Social imaginations about Europe put into practice: migration, knowledge and interactions in Euro-African borderlands between Rabat and Murcia  
Kristine Wolf (Humboldt-University of Berlin)

Paper short abstract:

Mass media mediated imagination works as transformative power of social and cultural reality. This paper analises how actors' migration-related knowledge practices and social imaginations collaboratively negotiate, shape and challenge the dominant European border regime in Euro-African borderlands.

Paper long abstract:

In today's globalised world the workings of imagination are a central source for the formation of social and cultural practices (Appadurai). They fuel migrant mobility. Mediated by mass media and new technologies providing an immense reservoir of new discourses and images about other possible lives, "social imagination" operates as socially-speculative knowledge and transformative force affecting people's daily lives .

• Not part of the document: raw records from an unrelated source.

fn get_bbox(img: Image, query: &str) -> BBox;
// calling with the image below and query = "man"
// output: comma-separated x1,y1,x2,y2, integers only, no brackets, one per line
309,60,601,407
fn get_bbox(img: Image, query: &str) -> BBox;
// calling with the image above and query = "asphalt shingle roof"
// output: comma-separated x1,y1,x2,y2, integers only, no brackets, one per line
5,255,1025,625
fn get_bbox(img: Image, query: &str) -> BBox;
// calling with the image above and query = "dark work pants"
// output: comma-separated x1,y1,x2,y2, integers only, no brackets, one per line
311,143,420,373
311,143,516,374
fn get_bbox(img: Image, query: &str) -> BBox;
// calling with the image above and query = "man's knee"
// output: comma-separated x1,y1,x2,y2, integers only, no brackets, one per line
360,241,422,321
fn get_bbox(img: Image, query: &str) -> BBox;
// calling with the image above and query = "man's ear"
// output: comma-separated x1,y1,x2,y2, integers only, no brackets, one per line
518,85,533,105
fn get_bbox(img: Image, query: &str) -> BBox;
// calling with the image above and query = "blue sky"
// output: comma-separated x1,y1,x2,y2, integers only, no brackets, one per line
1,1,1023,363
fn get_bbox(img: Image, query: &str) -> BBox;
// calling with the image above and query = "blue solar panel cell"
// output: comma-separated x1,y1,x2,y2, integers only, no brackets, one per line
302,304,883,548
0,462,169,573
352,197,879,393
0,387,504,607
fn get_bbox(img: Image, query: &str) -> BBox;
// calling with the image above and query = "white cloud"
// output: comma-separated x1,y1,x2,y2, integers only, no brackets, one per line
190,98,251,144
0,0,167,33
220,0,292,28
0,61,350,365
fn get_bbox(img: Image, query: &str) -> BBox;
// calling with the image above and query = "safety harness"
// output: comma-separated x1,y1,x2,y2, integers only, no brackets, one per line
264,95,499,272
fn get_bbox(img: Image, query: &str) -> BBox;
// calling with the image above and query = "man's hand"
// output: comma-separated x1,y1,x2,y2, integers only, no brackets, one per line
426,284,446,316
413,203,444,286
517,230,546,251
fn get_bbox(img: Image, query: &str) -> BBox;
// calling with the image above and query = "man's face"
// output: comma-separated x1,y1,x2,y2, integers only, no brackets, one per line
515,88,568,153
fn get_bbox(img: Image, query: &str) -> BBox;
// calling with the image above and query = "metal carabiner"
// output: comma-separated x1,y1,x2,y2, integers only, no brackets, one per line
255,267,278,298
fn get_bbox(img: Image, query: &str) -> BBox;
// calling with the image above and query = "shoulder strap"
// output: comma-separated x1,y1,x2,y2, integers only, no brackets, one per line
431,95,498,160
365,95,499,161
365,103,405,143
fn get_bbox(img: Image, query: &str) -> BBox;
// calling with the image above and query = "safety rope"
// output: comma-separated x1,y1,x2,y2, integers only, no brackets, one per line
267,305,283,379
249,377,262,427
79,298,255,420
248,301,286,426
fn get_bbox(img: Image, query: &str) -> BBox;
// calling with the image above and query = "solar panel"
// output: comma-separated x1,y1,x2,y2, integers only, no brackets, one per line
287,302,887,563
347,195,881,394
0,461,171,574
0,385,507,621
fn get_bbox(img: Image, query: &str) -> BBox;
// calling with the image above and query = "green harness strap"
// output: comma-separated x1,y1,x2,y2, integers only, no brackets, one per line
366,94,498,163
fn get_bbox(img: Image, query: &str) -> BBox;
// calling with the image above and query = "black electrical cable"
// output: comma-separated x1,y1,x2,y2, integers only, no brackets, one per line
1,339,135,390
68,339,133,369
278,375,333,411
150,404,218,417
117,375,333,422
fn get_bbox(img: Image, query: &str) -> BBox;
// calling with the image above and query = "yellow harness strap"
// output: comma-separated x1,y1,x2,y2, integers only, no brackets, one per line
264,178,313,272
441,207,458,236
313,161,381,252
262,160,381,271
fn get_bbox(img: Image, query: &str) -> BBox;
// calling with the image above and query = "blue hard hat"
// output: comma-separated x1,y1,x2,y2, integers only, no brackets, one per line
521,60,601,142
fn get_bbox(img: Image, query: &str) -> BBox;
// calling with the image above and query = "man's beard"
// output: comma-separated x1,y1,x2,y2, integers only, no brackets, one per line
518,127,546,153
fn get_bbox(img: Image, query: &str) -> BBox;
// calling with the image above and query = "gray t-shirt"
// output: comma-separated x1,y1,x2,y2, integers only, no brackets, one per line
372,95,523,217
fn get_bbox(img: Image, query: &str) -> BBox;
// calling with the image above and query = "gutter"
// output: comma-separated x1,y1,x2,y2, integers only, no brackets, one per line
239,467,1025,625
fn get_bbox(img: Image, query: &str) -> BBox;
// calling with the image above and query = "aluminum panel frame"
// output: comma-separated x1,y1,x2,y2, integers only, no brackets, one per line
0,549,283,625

To this effect, the Euro-African space between Moroccan Rabat and Spanish Murcia constitutes not only a contested postcolonial, lethal borderland and zone of changed and renewed migrant movements shaped by a shared history of "entangled modernities" (Conrad/Randeria), but involves furthermore a landscape of (virtual) communications, imaginaries and knowledge-practices.

Adopting a post-/decolonial perspective in critical migration studies this paper is concerned with the current regime of border, relations of power and knowledge established by the hegemonic EU policy of migration management; a constellation that is constantly challenged, altered and co-created by migrant movements. Pointing to selected social contexts in "cosmopolitised" (Beck/ Sznaider) Rabat and Murcia I firstly map the assemblage of local actors participating in transversal knowledge production - migrants' associations and civil society, NGOs, intergovernmental organisations and EU-agencies. It comprehends the negotiation of dominant and minorised discourses just as knowledge-practices and co- or counter-imaginations about migration projects to Europe. Secondly, I analyse how these social imaginations are practised (Römhild) and inform improvised arrangements and solidary alliances between putative settled nationals and migrants in social and political struggles, like the first Moroccan migrants trade union section ODT-I or the Spanish anti-eviction platform PAH.